それが食べていたのは、目の前の橙と同じ色だった。
"…果たして人間に良いものは、石の人間にも良いと思うか?"
ごつごつとした石の肌を持つ人間を思い浮かべながら
誰に問うでもなく問うた。
石は人とは違うよ、とサファイアの眼を輝かせ、
屈託のない笑顔が答えるかと一瞬空想したが
特に答えるものはなかった。
当たり前である。ここは上空で、いるのは自分と同類の翼を持つものばかり。
石なぞどこにも見当たらぬ。
小さいものならいざ知らず、人より大きい石は浮かない。
浮かないのだから、ここにはないのだ。
眼下にもそんな大きく輝く石はないのだから、ここにあの子はいないのだ。
"馬鹿なことだな"
道理である。
分かってはいたつもりだったが、やはり、分からぬ。
恋しいとはこういう事を言うのだろうか。
そうであれば、やはり、馬鹿なことである。
暗くなる前に寝床へ戻るため、帰る方向を見定めた。
均一に並べられたカラフルな家の間、
木の鬱蒼と覆い茂る森があった。

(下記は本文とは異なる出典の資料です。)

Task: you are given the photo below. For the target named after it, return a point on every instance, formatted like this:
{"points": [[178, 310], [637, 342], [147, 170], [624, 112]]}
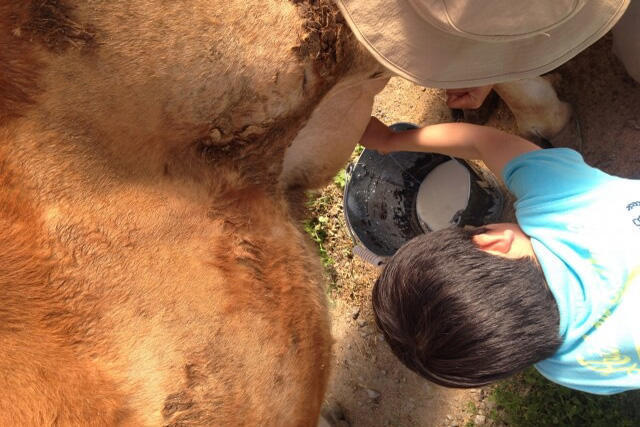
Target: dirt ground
{"points": [[368, 384]]}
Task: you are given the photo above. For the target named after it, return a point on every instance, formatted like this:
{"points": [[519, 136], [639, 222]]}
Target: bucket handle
{"points": [[369, 256]]}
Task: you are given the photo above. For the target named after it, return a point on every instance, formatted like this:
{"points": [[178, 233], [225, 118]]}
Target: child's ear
{"points": [[496, 242]]}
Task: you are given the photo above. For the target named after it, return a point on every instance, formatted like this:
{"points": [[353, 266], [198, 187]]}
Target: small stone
{"points": [[366, 331], [215, 135], [373, 394], [633, 124]]}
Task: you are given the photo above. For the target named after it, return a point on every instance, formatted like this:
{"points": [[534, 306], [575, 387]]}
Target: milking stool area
{"points": [[389, 199]]}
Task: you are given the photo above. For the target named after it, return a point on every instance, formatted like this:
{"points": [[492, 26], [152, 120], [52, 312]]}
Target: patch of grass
{"points": [[340, 179], [316, 228], [528, 399]]}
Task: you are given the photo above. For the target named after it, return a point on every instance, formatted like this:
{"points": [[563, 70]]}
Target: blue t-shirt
{"points": [[585, 230]]}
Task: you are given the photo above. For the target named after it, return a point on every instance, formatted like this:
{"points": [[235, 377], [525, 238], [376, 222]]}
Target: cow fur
{"points": [[151, 269]]}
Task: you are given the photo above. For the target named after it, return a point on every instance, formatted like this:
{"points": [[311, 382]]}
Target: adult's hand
{"points": [[467, 98]]}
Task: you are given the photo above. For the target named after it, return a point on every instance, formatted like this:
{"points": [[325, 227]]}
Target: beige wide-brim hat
{"points": [[467, 43]]}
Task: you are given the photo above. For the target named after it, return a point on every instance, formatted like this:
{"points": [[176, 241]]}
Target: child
{"points": [[560, 289]]}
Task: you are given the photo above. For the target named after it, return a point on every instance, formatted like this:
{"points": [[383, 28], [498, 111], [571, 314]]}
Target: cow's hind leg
{"points": [[534, 103]]}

そこが今朝見つけた寝床である。
少しずつ高度を落として向かいながら、
ちらりと周囲を確認したが
やはりあの子の大きさの石はどこにもなかった。
あの子は卵を食べたことがあったろうか。
先に食べておいてやろう、明日こそ一口だけ食べるのだ。
そうして今度会えたら、あの子に食べ方と感想を教えてあげよう。
あのボロボロの金も、少しは元に戻るのかもしれない。
ここにはいなかった。明日行く場所にはきっといるだろう。
茫洋たる睡眠の海に引き込まれながら、鳥はそんな事を考えていた。
遥か遠くの広場で
砕かれた石の王子とツバメが、欠片となって散らばっていた。